I encountered this issue while compiling a CUDA file using PyTorch, along with a series of errors related to CUB. However, if I directly compile the corresponding file using nvcc, no issues arise. I’m eager to know how to resolve this problem.
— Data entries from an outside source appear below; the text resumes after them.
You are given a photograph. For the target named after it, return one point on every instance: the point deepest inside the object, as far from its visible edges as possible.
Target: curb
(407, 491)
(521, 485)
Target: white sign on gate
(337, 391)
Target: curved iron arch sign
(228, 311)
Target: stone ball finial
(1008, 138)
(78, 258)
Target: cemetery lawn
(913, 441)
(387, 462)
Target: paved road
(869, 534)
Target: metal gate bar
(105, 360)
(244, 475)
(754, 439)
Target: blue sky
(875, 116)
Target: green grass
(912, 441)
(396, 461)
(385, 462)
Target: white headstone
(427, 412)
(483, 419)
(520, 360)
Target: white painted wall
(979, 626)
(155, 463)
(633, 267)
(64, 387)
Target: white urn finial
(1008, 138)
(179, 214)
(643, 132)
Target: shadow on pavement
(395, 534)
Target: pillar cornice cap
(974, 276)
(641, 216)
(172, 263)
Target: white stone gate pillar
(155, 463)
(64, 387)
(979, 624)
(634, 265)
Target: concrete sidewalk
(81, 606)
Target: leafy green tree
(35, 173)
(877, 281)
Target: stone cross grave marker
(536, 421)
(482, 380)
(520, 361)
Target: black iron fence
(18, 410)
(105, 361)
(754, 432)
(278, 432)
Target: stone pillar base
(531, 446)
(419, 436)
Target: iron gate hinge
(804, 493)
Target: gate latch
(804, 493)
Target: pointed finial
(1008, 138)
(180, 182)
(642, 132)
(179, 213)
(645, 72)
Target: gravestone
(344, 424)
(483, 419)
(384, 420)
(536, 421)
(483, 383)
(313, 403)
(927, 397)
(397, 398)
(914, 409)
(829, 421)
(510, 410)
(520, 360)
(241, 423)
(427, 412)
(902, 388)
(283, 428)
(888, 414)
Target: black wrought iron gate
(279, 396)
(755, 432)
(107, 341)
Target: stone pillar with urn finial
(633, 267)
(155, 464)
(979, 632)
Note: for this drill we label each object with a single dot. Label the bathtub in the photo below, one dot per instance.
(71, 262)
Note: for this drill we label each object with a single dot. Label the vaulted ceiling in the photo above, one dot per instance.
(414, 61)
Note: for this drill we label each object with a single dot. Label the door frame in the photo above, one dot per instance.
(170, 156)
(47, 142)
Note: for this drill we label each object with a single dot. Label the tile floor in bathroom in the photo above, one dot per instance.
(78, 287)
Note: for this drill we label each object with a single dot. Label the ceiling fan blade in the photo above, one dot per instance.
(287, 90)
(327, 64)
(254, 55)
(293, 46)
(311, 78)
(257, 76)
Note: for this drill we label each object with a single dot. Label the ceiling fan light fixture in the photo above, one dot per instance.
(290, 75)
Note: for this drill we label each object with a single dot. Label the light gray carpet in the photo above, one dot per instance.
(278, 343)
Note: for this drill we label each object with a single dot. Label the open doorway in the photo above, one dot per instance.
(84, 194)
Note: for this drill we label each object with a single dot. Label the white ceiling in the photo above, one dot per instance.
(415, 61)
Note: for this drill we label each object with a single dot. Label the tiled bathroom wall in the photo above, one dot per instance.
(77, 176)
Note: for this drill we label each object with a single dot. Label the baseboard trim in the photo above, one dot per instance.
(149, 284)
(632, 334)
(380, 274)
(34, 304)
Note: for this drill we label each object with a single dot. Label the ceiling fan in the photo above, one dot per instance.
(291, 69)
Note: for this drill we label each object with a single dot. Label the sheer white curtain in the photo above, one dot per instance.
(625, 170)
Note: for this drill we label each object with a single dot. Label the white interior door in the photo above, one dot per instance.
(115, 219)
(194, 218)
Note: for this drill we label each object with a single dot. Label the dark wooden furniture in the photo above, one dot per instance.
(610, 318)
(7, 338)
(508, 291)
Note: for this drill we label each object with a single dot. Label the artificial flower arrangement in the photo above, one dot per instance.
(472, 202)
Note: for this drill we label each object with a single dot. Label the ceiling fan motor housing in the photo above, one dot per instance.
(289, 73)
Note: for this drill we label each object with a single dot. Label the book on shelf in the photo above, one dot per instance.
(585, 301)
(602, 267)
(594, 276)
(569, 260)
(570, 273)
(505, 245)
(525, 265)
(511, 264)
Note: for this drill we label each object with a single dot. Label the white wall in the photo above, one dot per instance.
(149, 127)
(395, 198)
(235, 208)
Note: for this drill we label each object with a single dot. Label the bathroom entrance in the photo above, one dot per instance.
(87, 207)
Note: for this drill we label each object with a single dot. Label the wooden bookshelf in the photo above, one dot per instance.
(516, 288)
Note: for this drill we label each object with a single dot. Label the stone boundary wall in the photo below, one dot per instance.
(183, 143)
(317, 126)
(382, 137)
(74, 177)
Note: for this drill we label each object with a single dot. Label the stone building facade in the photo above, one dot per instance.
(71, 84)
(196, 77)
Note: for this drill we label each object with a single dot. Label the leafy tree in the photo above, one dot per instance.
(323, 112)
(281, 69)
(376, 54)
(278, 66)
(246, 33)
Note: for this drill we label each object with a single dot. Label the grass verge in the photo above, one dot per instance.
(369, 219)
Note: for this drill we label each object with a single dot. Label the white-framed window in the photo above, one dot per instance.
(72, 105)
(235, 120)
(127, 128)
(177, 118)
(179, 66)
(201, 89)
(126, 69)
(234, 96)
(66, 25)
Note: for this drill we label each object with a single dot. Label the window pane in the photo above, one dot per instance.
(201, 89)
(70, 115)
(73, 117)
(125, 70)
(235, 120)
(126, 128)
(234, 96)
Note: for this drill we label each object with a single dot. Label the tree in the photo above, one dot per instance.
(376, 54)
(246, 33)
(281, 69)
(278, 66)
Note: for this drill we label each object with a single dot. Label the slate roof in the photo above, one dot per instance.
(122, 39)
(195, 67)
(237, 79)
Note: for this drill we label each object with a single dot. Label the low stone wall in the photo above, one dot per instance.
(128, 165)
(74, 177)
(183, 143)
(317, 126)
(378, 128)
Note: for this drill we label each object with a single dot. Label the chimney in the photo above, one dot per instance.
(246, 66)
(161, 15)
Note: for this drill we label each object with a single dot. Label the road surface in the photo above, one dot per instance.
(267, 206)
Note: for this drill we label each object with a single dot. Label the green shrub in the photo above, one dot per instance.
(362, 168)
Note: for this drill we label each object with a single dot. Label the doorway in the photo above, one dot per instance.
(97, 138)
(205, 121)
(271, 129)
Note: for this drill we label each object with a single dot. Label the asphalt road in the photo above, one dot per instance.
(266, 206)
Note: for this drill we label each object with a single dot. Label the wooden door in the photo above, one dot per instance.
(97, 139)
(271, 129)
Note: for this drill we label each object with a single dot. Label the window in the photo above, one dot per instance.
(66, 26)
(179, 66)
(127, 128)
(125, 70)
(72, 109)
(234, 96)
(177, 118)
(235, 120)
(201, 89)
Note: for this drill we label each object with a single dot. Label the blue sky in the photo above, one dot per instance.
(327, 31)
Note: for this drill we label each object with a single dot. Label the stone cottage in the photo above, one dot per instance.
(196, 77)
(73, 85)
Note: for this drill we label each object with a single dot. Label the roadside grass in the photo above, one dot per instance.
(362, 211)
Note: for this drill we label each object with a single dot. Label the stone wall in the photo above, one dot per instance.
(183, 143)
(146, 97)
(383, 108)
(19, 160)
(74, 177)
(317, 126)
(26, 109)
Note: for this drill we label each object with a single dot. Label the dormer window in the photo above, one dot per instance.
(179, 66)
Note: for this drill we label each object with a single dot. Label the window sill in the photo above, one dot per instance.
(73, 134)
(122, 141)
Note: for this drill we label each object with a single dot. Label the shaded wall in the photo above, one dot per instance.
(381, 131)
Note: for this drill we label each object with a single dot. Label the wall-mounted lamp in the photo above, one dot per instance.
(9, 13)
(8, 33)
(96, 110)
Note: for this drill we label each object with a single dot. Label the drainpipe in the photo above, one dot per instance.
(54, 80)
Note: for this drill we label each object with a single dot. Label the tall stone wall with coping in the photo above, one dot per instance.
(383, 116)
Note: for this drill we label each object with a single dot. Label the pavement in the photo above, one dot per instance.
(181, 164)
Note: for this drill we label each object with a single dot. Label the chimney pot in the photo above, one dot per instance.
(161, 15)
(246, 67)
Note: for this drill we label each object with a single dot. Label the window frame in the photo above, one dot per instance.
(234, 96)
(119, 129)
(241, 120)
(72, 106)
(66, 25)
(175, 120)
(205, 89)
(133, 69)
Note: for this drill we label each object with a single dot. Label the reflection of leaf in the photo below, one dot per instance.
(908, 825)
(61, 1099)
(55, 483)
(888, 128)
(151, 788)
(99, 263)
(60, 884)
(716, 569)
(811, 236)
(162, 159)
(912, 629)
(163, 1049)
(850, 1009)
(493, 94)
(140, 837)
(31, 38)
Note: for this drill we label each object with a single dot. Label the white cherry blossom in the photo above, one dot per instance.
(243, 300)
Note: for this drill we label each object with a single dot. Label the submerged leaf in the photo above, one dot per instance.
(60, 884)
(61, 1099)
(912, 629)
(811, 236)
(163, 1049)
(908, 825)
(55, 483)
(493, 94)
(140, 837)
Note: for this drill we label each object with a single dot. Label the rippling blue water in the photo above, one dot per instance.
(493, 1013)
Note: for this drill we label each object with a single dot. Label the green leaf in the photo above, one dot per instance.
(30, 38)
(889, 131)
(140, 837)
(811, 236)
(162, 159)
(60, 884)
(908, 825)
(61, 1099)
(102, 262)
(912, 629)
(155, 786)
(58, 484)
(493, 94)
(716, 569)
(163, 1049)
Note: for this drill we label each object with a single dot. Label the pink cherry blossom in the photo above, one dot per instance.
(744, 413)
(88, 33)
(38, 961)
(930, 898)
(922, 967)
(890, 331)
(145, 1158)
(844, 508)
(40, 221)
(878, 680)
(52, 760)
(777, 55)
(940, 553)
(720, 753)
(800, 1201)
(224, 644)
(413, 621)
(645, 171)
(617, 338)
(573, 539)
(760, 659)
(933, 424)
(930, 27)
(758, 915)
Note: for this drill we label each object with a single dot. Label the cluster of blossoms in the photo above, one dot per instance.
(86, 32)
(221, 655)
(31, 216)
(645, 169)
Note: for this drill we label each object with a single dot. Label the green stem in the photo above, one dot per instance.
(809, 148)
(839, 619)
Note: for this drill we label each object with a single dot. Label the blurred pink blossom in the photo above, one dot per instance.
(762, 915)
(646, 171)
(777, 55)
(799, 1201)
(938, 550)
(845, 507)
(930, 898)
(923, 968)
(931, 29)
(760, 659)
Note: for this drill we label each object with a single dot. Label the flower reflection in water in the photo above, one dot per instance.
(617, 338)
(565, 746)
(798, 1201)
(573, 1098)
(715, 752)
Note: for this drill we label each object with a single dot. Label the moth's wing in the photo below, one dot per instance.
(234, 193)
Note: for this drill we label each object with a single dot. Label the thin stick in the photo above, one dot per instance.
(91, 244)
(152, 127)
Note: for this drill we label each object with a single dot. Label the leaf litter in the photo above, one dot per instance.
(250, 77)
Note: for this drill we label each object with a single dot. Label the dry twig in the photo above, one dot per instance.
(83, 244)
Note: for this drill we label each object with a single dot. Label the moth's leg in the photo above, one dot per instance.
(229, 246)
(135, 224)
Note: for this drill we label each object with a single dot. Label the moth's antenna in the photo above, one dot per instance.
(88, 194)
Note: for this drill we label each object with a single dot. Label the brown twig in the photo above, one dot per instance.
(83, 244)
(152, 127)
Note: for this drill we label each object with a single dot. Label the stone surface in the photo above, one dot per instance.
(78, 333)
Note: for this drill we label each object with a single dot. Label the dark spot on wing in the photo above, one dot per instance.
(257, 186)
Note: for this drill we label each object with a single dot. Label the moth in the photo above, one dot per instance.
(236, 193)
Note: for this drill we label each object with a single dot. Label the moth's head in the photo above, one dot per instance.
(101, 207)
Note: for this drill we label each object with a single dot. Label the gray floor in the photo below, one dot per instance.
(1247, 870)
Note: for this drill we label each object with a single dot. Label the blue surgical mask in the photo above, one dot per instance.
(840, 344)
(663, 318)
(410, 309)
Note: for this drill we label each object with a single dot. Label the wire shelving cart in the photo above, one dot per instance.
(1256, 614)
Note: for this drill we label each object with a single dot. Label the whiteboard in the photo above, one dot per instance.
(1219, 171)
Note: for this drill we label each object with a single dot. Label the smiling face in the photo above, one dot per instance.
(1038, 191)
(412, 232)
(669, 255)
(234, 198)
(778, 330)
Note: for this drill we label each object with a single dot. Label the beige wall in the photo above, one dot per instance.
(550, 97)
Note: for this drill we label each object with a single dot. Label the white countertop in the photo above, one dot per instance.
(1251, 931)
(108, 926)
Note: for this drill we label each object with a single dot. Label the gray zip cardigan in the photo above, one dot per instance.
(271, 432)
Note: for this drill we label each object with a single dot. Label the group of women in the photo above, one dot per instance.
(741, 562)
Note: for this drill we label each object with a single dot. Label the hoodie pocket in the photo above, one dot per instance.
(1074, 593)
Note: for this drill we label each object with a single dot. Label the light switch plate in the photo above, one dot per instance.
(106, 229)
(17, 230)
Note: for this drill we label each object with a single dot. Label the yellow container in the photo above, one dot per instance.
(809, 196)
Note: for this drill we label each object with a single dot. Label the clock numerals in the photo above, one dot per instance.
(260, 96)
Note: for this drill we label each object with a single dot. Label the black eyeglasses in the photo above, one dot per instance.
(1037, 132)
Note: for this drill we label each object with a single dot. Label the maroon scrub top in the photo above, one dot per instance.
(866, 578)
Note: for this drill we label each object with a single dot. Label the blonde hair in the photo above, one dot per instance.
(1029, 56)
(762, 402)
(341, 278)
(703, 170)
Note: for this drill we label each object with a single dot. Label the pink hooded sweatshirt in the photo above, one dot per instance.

correct command without error:*nvcc -o main .cu
setup.py
from setuptools import setup, find_packages
from torch.utils.cpp_extension import BuildExtension, CUDAExtension, CppExtension
setup(
name = "xxx",
include_dirs = ["."],
ext_modules = [
CUDAExtension(
"xxx",
sources = [
"xxx.cu","xxx1.cu","xxx2.cu","xxx3.cpp",
],
extra_compile_args={
'cxx': ['-std=c++14', '-g',
'-fPIC',
'-Ofast',
'-DSXN_REVISED',
'-Wall', '-fopenmp', '-march=native'],
'nvcc': ['-std=c++14',
'-g',
'-DSXN_REVISED',
'--compiler-options', "'-fPIC'",
]
}
)
],
cmdclass={
"build_ext": BuildExtension
},
)
Related file
#include <iostream>
#include <curand_kernel.h>
#include <vector>
#include <chrono>
#include <numeric>
#include <fstream>
#include <algorithm>
#include <map>
#include <sstream>
#include <cassert>
#include <cuda_runtime.h>
#include <stdint.h>
#include <cub/cub.cuh>
#include <torch/extension.h>
inline __device__ int64_t
AtomicCAS(int64_t* const address, const int64_t compare, const int64_t val) {
using Type = unsigned long long int; // NOLINT
static_assert(sizeof(Type) == sizeof(*address), "Type width must match");
return atomicCAS(
reinterpret_cast<Type*>(address), static_cast<Type>(compare),
static_cast<Type>(val));
}
The brief error message is error: ‘atomicCAS’ was not declared in this scope; did you mean ‘AtomicCAS’?